A cardinal axiom of management is that an enterprise must have the correct strategy for its tactics to succeed. Tactics, the progeny is compelled by the genetic potential imperatives in the vigor of the father strategy. Bring all the brilliant tactics to bear, if the strategy is ill-defined, don’t be surprised with failure. The question of chicken and egg does not arise. And you just cannot turn a frog into a prince.
Mr. Museveni is said to have walked out of an AU meeting discussing Somalia. He was in a foul mood because his daimyo (Japanese shogun-era lord) benefactor was tight with his wallet since his economy was in the doldrums and is fighting close to three wars simultaneously. The spat about dough gives one a glimpse of the underlying Museveni motive beyond the noise of supposed peace-keeping mission by a dirt-poor nation of Uganda. Sometimes daredevil pugilists attempt to punch above their weight levels with the result that speaks for itself.
Considering the Somalian dynamics, a peace-keeping mission, which amounts to propping a cobbled-up fragile government for years to come, should have been outright rejected by the Ugandan people. But, in a dictatorship, this was not to be: Uganda went it alone with the support of little Burundi which essentially was currying favors from its flamboyant neighbor up North.

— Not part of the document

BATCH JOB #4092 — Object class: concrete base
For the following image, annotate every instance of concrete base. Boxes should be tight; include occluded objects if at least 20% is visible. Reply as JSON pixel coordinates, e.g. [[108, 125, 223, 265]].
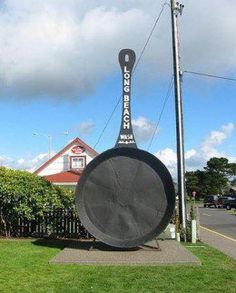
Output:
[[49, 240, 201, 266]]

Months later, what do we have? Deaths in Somalia. Deaths here at home. And the president is supposedly boiling with anger. Let us see if he is going to be scientific (as according to him: not emotion but science is a prerequisite for war). He swore to pursue al-Shaabab to the end of the earths! Could the daimyo throw some more silver in his war bowl? Signals are being sent to him. Already a hostile diplomat changed his tune: Museveni is not a dictator before he was a dictator. !@$$^%^&#!! Does it make you dizzy? Is it a Japanese Zen koan or some Chinese riddle?

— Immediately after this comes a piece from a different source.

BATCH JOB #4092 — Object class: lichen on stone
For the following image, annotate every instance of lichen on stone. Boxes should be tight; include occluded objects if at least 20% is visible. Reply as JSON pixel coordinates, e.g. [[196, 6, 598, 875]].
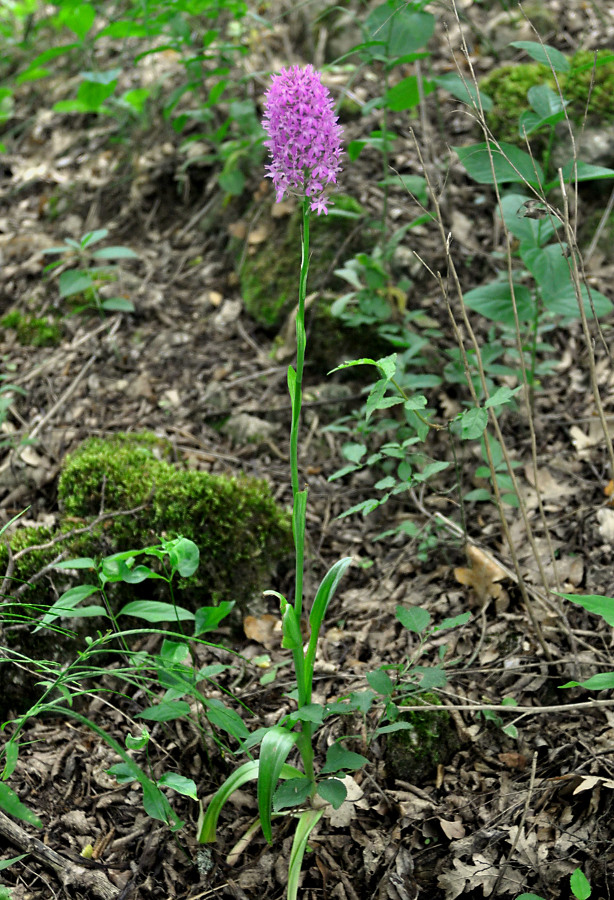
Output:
[[384, 693, 459, 784]]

If this exercise is about curbing terrorism, such a threat from Somalia to Uganda was not there before the ill-fated mission. In fact, I have a Somali acquaintance who often taunted me by lauding the greatness of Museveni. Now, his antics have become hostile and, not taking chances, I am in a war mode whenever our paths cross.
Let us say the president finds some banoti-banoti (as my cousin used to say), and goes on an al-Shaabab hunting trip, here are some warnings: Somalis are not the kinds of “biological substances” he decisively routed in Uganda. They are more evil than he, Museveni is, and Uganda will be just another “clan” to contend with and avenge against. And it won’t be pretty for years to come. Next year the next president should just pull our boys out of there the day after his inauguration.